Forscher des Institute of Industrial Science der Universität Tokio haben nun ein Modell mit mikroskopischen Platten zum Wachsen und Verbinden von Neuronen, Zelle für Zelle, im wahrsten Sinne des Wortes erstellt.

In der Regel wird bei der Forschung am Gehirn ein Netz von Neuronen durch "In-vitro-Kulturen" gezüchtet, die wie eine abgespeckte Version des menschlichen Gehirns funktionieren, die chemisch oder elektrisch manipuliert werden kann.

In-vitro-Kulturmodelle leiden jedoch unter dem Problem unkontrollierbaren Wachstums, bei dem Neuronen beginnen, zufällige Verbindungen miteinander herzustellen.

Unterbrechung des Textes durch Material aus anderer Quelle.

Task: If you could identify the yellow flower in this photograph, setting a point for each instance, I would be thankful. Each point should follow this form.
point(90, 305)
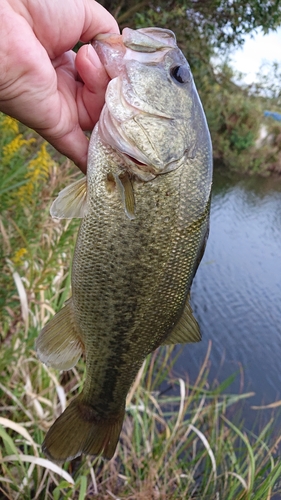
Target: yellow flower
point(10, 124)
point(18, 256)
point(37, 172)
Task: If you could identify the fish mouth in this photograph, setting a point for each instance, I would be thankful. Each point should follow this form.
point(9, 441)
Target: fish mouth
point(132, 122)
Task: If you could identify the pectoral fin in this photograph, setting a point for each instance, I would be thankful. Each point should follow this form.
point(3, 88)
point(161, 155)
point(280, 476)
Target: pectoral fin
point(59, 344)
point(125, 188)
point(186, 330)
point(71, 201)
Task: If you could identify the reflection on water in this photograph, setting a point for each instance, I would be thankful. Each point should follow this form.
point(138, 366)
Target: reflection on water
point(236, 295)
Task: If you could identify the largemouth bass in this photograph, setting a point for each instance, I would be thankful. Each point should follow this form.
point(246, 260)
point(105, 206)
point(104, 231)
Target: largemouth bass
point(145, 210)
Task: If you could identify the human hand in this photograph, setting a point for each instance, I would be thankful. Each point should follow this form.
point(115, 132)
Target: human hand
point(43, 83)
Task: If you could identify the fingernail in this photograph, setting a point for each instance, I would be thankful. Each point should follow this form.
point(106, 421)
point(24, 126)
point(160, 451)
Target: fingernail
point(93, 56)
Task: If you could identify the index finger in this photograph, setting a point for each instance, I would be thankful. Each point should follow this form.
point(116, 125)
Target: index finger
point(97, 20)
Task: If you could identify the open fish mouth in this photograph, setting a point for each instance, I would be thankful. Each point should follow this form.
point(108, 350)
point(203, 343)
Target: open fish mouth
point(133, 119)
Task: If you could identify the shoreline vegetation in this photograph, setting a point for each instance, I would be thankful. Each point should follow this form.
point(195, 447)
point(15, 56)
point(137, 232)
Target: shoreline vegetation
point(179, 443)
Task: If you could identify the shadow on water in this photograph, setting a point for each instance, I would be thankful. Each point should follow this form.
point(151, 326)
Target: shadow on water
point(236, 294)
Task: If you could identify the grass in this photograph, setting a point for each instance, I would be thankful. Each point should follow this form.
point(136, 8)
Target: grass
point(176, 443)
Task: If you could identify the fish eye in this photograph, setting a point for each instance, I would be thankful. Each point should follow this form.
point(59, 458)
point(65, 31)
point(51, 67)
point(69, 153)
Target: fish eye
point(181, 74)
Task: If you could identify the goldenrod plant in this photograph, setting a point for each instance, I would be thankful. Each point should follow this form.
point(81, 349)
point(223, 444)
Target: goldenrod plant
point(179, 440)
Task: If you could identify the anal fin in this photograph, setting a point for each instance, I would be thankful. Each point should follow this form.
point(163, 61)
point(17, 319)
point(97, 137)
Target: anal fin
point(59, 344)
point(186, 330)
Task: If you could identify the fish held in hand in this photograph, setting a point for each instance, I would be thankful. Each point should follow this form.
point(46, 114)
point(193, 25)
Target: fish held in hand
point(145, 219)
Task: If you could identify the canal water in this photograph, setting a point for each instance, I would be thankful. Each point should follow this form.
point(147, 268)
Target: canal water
point(236, 294)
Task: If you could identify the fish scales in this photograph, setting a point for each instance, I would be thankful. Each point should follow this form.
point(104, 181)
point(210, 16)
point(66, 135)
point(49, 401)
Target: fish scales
point(152, 257)
point(142, 236)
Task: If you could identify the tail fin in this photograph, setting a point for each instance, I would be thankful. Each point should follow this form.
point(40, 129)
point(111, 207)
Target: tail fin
point(79, 429)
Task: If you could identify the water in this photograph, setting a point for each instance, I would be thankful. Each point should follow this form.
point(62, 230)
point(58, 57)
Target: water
point(236, 294)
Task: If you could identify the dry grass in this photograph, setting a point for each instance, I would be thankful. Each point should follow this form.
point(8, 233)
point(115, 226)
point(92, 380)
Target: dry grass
point(179, 443)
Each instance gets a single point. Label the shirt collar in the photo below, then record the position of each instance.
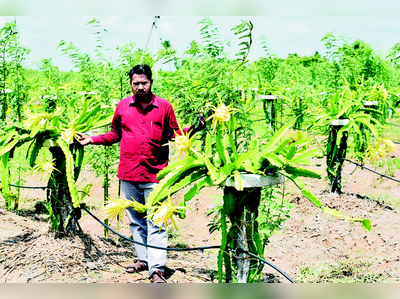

Diese Neigung der Neuronen macht es schwierig, das Gehirngewebe zu beobachten.

Bei einer genauen Untersuchung des Verhaltens von Neuronen fanden sie heraus, dass Gehirnzellen durch geometrische Muster auf organisierte Weise gezüchtet werden können. So schufen sie eine mikroskopische Platte aus "synthetischem Neuron-Klebstoff-Material", um die Zellentwicklung zu steuern.

Die kreisförmige Platte hat zwei hervorstehende Rechtecke, die einer Perle an einer engen Schnur ähneln. Wenn ein Neuron auf der Mikroplatte platziert wird, rastet der Körper der Zelle am Kreis ein, während Axon und Dendriten (die die Kommunikation untereinander erleichtern) entlang der Rechtecke wachsen.

Da die Mikroplatten beweglich sind, können sie physisch herumbewegt werden, um Verbindungen mit anderen Neuronen auf die gewünschte Weise herzustellen. Als Nächstes testeten die Forscher die verbundenen Neuronen, um zu sehen, ob sie ein Signal übertragen konnten, und es funktionierte!

"Wir glauben, dass die Technik uns letztendlich erlauben wird, einfache Neuronennetzwerkmodelle mit Einzelzellenauflösung zu entwerfen", sagte Shoji Takeuchi, der leitende Forscher dieses Projekts. "Es ist eine aufregende Perspektive, da es viele neue Forschungsmöglichkeiten eröffnet, die mit unserer aktuellen Suite experimenteller Tools nicht möglich sind."